Diella, a ministra virtual da Albânia, levanta questões sobre a ética da IA na política.
A apresentação de Diella, a ministra virtual da Albânia
Em setembro de 2025, a Albânia introduziu ao mundo Diella, a ministra virtual, um avatar de inteligência artificial que foi oficialmente entronizado como ministra das compras públicas e do combate à corrupção. Neste evento, o primeiro-ministro Edi Rama não hesitou em saudá-la como uma figura incorruptível, enquanto a oposição levantava preocupações sobre sua falta de humanidade e cidadania.
O espetáculo da confiança
A presença de Diella no gabinete não é meramente simbólica; representa uma estratégia do governo para criar um espetáculo de confiança em um cenário de desconfiança generalizada. Transformando o Parlamento em um palco, o governo busca projetar uma imagem de eficiência, utilizando a tecnologia como uma forma de legitimar sua autoridade em tempos de crise de legitimidade. A liturgia moderna do Estado nos leva a crer que a técnica pode substituir a política, mas isso esconde uma série de questões sobre a responsabilidade e a ética na administração pública.
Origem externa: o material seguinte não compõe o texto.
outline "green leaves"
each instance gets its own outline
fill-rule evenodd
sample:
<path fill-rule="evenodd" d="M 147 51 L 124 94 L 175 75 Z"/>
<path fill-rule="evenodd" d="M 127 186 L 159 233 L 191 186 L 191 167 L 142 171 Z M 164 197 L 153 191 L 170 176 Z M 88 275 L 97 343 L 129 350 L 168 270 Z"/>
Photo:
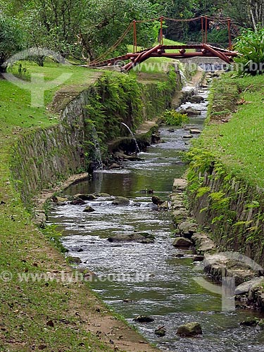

Algoritmos e a promessa de transparência
Embora a promessa de “corrupção zero” seja sedutora, ela traz à tona debates sobre quem realmente está por trás das decisões tomadas por algoritmos. As máquinas, embora apresentem uma imagem de imparcialidade, são moldadas por dados que refletem desigualdades sociais existentes. Essa opacidade na tomada de decisão torna-se um entrave para a verdadeira responsabilidade, já que uma IA não pode ser responsabilizada por fraudes ou erros.
A criação de empatia e a terceirização de funções
O governo albanês, ao antropomorfizar a IA, busca criar empatia e obediência entre os cidadãos. No entanto, essa abordagem esconde a dependência de programadores e consultores externos que lucram com a tecnologia. O uso de símbolos culturais, como trajes tradicionais, para adornar a ministra virtual é um sinal claro de como a cultura pode ser apropriada para legitimar práticas que, na essência, perpetuam a dependência tecnológica.
O impacto da tecnologia nas estruturas de poder
Diella não representa uma nova era de pureza, mas sim uma nova forma de dominação. A corrupção estrutural continua existindo, agora apenas camuflada por uma fachada digital. Esta realidade nos ensina que, em tempos de crise, o Estado frequentemente recorre ao mito da técnica para disfarçar suas limitações. O que se vê atualmente é a criação de “deuses de silício” que obscurecem o verdadeiro funcionamento do poder.
Conclusão
A figura da ministra virtual da Albânia é a mais recente manifestação de um fenômeno que se repete ao longo da história: a utilização de símbolos tecnológicos para mascarar contradições sociais que permanecem intactas. A transformação de funções estatais em serviços terceirizados e a falta de accountability são questões que devem ser debatidas à luz da crescente presença da tecnologia na política. Assim, a história da ministra Diella é, na verdade, a história de uma luta contínua entre poder e tecnologia, uma luta que precisa ser acompanhada com atenção e crítica.